A New Approach to North Korea

The North Korean threat nowadays derives more from the regime’s internal weaknesses than from its aggressive external posture – the latter being the authorities’ fearful response to the former. Unfortunately, however, most international efforts have sought to ameliorate the symptoms rather than cure the underlying disease.

SEOUL – The long-delayed meeting of North Korea’s ruling Worker’s Party is now underway, and comes at a time of severe tension between North Korea and the international community. It is widely expected that Kim Jong-il’s third son, Kim Jong-eun, will be appointed to a key position and be publicly announced as his father’s successor. There are also hints that a reshuffling of important positions within the Party will take place, allowing the presumed heir to form a new power base.

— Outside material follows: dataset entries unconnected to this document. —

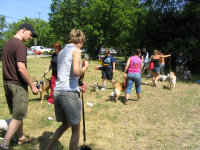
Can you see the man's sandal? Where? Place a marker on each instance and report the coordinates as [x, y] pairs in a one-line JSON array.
[[27, 139], [9, 148]]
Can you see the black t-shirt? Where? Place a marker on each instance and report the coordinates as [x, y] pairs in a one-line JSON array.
[[54, 63], [182, 59], [14, 51]]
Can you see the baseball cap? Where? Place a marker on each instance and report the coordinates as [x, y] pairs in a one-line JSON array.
[[28, 27]]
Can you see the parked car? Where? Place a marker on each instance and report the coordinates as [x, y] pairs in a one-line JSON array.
[[29, 52], [37, 52], [44, 50]]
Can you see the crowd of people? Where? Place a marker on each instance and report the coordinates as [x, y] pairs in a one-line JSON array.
[[65, 81], [65, 91]]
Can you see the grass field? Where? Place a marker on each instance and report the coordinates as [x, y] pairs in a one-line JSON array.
[[164, 119]]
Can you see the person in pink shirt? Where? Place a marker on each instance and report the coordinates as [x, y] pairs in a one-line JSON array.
[[133, 65]]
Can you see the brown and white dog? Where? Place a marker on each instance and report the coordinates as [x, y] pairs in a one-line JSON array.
[[118, 88], [172, 80], [42, 86]]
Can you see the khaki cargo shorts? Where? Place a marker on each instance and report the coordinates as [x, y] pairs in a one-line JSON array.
[[68, 106], [17, 99]]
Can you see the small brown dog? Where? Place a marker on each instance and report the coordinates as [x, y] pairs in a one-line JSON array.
[[118, 88], [42, 86], [172, 80]]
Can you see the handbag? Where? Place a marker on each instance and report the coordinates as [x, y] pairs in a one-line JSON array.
[[151, 65]]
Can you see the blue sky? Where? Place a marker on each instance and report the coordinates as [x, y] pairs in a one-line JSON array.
[[19, 9]]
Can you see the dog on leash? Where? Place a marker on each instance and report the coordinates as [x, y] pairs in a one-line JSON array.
[[42, 87], [172, 80], [163, 77], [118, 88], [4, 127]]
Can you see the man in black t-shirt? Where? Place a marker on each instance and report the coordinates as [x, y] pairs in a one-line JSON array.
[[16, 80]]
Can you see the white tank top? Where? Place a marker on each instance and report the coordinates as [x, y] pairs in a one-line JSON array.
[[66, 80]]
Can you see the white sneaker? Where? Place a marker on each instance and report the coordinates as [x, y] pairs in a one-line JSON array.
[[103, 89]]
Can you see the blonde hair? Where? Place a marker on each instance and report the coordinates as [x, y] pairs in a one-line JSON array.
[[107, 51], [155, 52], [76, 36]]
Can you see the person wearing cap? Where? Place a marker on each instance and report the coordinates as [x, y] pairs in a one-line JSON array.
[[16, 80], [108, 69]]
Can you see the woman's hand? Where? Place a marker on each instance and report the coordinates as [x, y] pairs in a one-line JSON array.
[[83, 87]]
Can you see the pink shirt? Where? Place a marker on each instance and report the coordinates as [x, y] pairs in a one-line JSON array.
[[135, 63]]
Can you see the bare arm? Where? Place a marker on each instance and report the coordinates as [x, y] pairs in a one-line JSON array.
[[126, 67], [77, 70], [25, 76], [50, 67]]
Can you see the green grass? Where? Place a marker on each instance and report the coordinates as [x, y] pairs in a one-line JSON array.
[[164, 119]]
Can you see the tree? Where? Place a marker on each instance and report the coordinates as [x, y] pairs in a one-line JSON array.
[[2, 27], [46, 37]]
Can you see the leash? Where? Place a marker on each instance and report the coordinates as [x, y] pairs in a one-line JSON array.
[[84, 134], [38, 87], [83, 111]]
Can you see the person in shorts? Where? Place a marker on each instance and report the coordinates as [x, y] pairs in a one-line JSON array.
[[180, 61], [108, 69], [156, 69], [16, 80], [67, 103], [146, 59]]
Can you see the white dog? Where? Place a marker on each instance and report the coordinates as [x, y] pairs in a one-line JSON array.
[[4, 127], [163, 77]]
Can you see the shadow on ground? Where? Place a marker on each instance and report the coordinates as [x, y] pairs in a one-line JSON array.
[[44, 140]]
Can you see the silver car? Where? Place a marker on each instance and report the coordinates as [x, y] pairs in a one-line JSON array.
[[29, 52]]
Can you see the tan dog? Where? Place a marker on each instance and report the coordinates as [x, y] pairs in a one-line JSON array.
[[118, 88], [172, 80], [42, 86]]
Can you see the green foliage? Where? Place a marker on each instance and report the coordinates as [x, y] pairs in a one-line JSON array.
[[45, 32], [170, 26]]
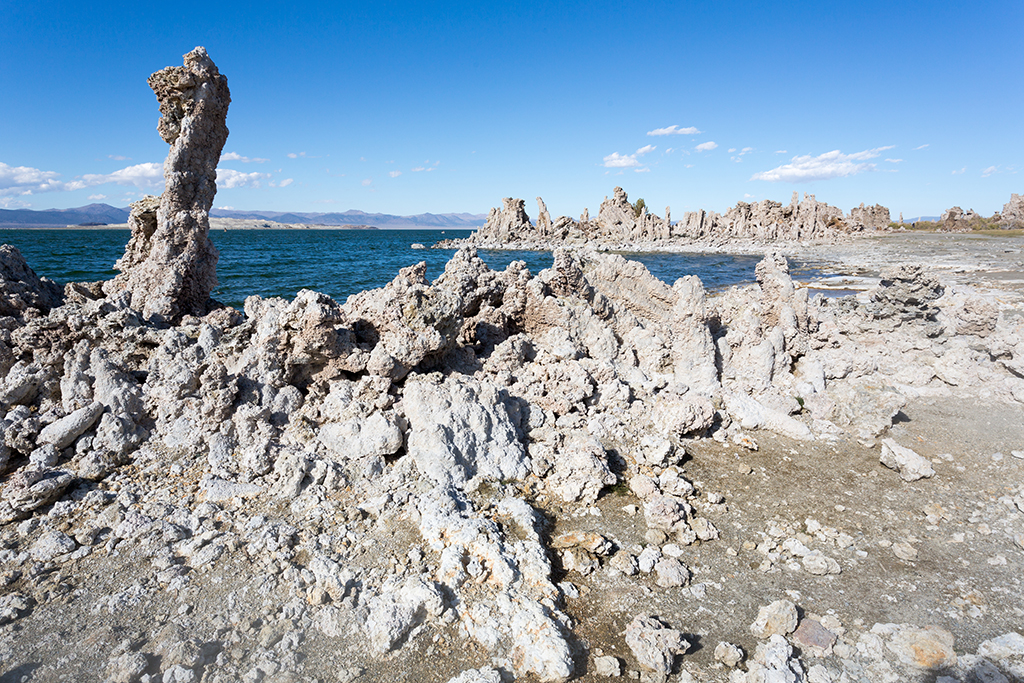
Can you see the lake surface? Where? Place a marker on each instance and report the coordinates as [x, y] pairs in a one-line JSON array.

Whatever happens, and whoever turns out to be the new leader, North Korea most likely faces an unstable future. The cost of maintaining internal order will continue to rise as the system’s fundamental defects force the new leader to confront stark new challenges. Moreover, responsibility for managing that potential instability extends far beyond the leadership in Pyongyang.

North Korea’s fragility is suggested by the fact that even such an important political event as the Worker’s Party conference, held for the first time in three decades, was abruptly postponed earlier in September. One cause for the delay could be a schism within the ruling elite, a group that “Dear Leader” Kim Jong-il himself cannot control as effectively as before. Moreover, Kim’s health problems might have worsened much faster than outsiders guess, further complicating matters.